Wednesday, May 30, 2012

Technologies Evolving To Cloak Battlefield Vehicles From Sensors



























The ultimate stealth protection for anything on or over a battlefield would be the ability to disappear from view, leaving no visual, electronic or infrared (IR) signature for an enemy to detect.
Work is underway to develop technologies that conceal, cloak or otherwise make objects appear to vanish. In many cases, the value of these technologies is in their ability to dupe an enemy into thinking he sees something besides a threat or potential target—background vegetation, for example, or an innocent vehicle. Even if the image an enemy detects only confuses him for seconds, it could be enough time for a friendly force to evade fire.

There are a number of invisibility research—or, more accurately, cloaking—projects attracting interest and funding from militaries and other organizations around the world. Two in particular have come to the fore: the Adaptiv Active Defense System from BAE Systems of the U.K., which uses IR cloaking technology and is reportedly within two years of being production-ready for use on ground, air and sea vehicles; and the Black Fox electronic thermal IR countermeasure system from Eltics Ltd. of Israel, which is likewise designed to make vehicles invisible to thermal sensors.
These technologies represent real-world solutions to concealment. They are designed to counter IR surveillance and targeting technology by confusing remote sensors, including those on unmanned aerial vehicles (UAV), heat-seeking missiles or in use by gunners with thermal vision systems. They would not be effective against a squad of soldiers or an observation team that maneuvered near enough to observe a target with their own eyes.

These approaches contrast with what most scientists are doing in cloaking research, which typically involves devising techniques for manipulating electromagnetic waves of visual light to conceal 2-D and lately 3-D objects.
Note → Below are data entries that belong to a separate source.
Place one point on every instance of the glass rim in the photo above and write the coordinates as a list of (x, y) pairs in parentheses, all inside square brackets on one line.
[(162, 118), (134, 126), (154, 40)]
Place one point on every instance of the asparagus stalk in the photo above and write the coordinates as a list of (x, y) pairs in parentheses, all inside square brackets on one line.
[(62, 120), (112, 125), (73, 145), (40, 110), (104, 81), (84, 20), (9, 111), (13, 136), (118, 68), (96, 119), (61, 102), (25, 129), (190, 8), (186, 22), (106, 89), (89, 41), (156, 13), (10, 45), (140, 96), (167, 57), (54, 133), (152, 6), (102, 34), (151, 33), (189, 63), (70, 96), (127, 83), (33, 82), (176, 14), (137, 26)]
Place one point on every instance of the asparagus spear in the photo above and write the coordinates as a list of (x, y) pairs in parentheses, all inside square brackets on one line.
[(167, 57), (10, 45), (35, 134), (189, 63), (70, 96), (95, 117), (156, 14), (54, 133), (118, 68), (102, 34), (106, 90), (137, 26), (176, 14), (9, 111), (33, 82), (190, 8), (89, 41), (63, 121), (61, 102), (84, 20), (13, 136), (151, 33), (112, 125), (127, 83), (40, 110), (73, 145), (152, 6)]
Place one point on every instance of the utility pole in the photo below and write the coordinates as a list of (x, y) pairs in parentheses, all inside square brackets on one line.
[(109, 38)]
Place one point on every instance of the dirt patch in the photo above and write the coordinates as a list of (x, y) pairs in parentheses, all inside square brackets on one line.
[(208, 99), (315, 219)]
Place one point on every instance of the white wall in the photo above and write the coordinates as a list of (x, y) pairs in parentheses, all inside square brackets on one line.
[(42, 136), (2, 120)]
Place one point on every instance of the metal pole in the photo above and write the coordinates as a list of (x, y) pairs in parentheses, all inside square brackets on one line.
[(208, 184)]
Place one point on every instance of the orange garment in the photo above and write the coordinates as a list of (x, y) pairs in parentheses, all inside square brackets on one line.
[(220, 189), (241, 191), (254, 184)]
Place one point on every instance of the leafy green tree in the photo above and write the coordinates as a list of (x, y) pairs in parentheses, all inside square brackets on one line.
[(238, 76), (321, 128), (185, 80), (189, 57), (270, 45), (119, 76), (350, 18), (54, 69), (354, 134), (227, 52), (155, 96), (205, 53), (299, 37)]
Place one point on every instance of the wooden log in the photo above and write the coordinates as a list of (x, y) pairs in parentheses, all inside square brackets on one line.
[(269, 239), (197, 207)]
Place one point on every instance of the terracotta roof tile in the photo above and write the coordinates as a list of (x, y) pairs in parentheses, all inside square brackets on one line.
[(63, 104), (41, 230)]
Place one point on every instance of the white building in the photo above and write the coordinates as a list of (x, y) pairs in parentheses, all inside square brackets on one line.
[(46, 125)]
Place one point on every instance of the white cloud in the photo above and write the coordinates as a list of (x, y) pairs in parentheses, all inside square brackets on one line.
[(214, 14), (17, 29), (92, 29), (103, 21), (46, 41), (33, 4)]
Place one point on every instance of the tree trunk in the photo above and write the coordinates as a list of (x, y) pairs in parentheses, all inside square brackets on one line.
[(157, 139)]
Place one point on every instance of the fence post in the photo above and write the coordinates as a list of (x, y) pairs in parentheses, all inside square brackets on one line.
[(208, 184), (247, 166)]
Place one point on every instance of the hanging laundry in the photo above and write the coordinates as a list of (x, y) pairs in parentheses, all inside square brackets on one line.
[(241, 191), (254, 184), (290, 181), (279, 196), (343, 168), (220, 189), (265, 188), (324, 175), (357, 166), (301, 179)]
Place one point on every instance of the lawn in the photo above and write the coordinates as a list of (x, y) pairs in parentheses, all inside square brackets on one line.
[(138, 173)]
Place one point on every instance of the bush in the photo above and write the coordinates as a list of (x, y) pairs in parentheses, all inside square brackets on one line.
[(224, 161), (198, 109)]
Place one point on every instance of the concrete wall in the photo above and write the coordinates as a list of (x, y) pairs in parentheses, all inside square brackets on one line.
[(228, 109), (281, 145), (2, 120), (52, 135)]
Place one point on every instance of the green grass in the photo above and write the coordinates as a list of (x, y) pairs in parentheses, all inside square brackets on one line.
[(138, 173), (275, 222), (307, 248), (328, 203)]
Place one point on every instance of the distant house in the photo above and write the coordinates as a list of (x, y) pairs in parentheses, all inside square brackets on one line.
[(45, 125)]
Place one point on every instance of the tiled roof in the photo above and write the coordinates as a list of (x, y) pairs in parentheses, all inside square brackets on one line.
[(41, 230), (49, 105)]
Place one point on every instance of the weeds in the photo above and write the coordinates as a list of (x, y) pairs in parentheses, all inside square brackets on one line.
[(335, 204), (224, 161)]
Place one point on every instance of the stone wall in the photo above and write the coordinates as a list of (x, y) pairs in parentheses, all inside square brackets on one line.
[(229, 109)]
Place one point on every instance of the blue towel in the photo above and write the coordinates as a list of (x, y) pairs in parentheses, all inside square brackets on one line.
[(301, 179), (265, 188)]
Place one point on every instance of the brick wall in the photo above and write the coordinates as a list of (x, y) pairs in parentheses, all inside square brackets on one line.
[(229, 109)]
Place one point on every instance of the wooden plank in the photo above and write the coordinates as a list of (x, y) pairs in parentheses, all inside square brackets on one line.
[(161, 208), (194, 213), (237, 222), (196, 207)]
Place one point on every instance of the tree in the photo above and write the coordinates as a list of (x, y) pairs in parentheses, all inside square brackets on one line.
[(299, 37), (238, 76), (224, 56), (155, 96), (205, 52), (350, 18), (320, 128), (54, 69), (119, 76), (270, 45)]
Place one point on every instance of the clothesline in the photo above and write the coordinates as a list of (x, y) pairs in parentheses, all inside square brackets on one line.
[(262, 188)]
This usually involves “transformation optics,” which bend electromagnetic waves and control the emission of light from an object. Other researchers use metamaterials, man-made composites that derive their properties from nano-scale structures rather than their composition, to alter the path of light and conceal objects. Some work involves so-called cloaking carpets that hide objects from IR radiation and microwave detection, again by bending and warping emissions around or away from objects.